29 Novembro 2023
"A guerra desencadeada contra ele [Papa Francisco] pela frente conservadora dos EUA terá consequências: “medidas econômicas e sanções canônicas” estão a caminho para o cardeal Burke", escreve Massimo Franco, jornalista vaticanista e autor de "Il Monasterio", em artigo publicado por Corriere della Sera, 28-11-2023.
Na semana passada, o Papa Francisco deixou claro aos chefes dos dicastérios do Vaticano que a guerra desencadeada contra ele pela frente conservadora dos EUA terá consequências: “medidas econômicas e sanções canônicas” estão a caminho para o cardeal Burke. Mas por que agora? E o que pode acontecer?
Na semana passada, ao receber os chefes dos departamentos do Vaticano, o Papa Francisco deixou claro que a guerra contra ele levada a cabo pela frente conservadora nos Estados Unidos não pode deixar de ter consequências. E desta vez o sancionado não seria o bispo de uma diocese menor como Joseph Strickland, de Tyler, Texas, suspenso no início de novembro com uma iniciativa que foi incomum na sua dureza após repetidos ataques ao pontífice. Francisco falou do cardeal Raymond Burke, apontado como o líder daquela corrente que nos Estados Unidos, e não só, há anos lhe dirige críticas consideradas excessivas até mesmo pelos adversários de Jorge Mario Bergoglio.
Sem entrar em detalhes, o papa teria anunciado contra Burke “algumas medidas de natureza econômica, acompanhadas de sanções canônicas”, relatou um alto prelado presente na reunião, referindo-se a apartamento e salário.
Alguns no Vaticano acreditam que é um sinal de que decidiu não tolerar mais a atitude agressiva do cardeal e dos seus seguidores; outros, que pretende apenas emitir um último aviso. Mas o que acontece confirma a tendência conflituosa que uma parte do episcopado norte-americano escolheu e que reflete uma divisão crescente entre o catolicismo conservador e progressista.

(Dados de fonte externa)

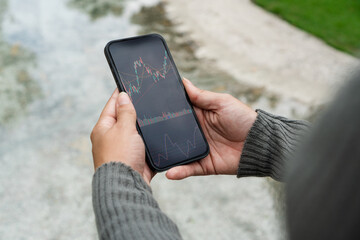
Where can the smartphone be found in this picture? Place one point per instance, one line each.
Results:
(143, 67)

A questão é por que a reação papal acontece agora. O cardeal americano é um dos cinco que expressaram as famosas “dubia”, dúvidas sobre o Sínodo que acaba de terminar e sobre o anterior sobre a Amazônia; que no passado acusou Francisco de causar um cisma na Igreja Católica; e que, embora negue ser inimigo do Papa, acusa-o de escolhas contrárias à doutrina oficial. Há quem relacione esta mudança de postura de Francisco, em comparação com a atitude muito paciente que teve no passado, à chegada à Congregação para a Doutrina da Fé do seu conselheiro e amigo Victor Manuel Fernández: um argentino nomeado cardeal no último consistório.

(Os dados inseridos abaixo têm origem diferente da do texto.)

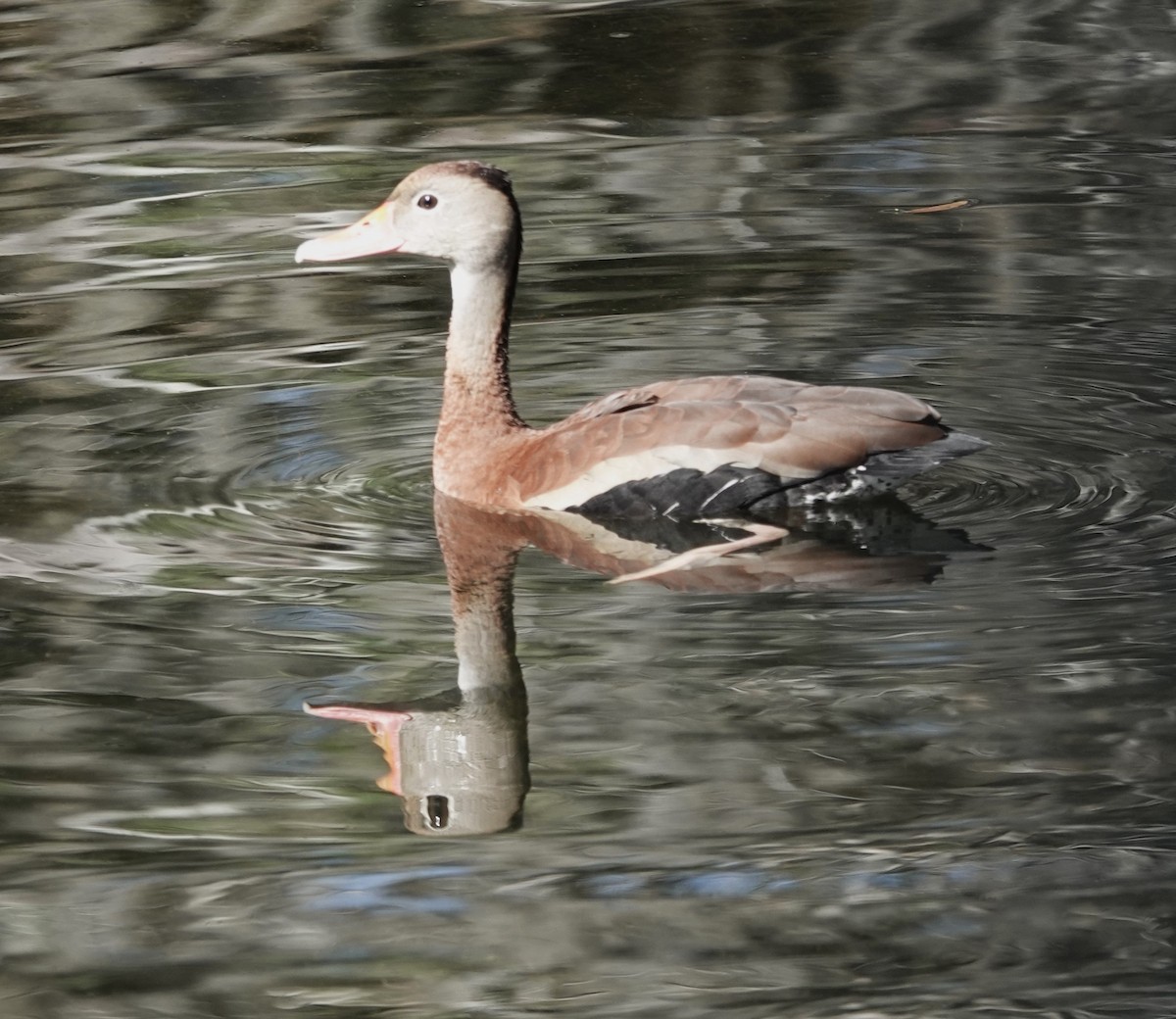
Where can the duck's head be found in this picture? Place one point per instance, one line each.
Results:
(463, 212)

Burke não fez muito para refutar a sua reputação de ultraconservador hostil ao Papa. Ele não tem mais funções, mas continua sendo um personagem complicado. No início de outubro, numa conferência intitulada “A Babel Sinodal”, aberta nas vésperas do Sínodo, atacou “os erros filosóficos, canónicos e teológicos” que, na sua opinião, estavam a ser cometidos; e isto depois de o Papa ter respondido às “dúvidas” dos cardeais. Além disso, Burke tinha evocado o apoio de muitos cardeais que não tinham aderido à iniciativa, acenando para uma coligação antipapal mais ampla do que a liderada por ele. Certamente, o descontentamento em relação a Bergoglio é generalizado para além da ruidosa minoria da qual o cardeal americano é considerado o expoente mais proeminente. Mas a crueza dos seus ataques deixa perplexos e silenciosos mesmo aqueles que há muito o criticam.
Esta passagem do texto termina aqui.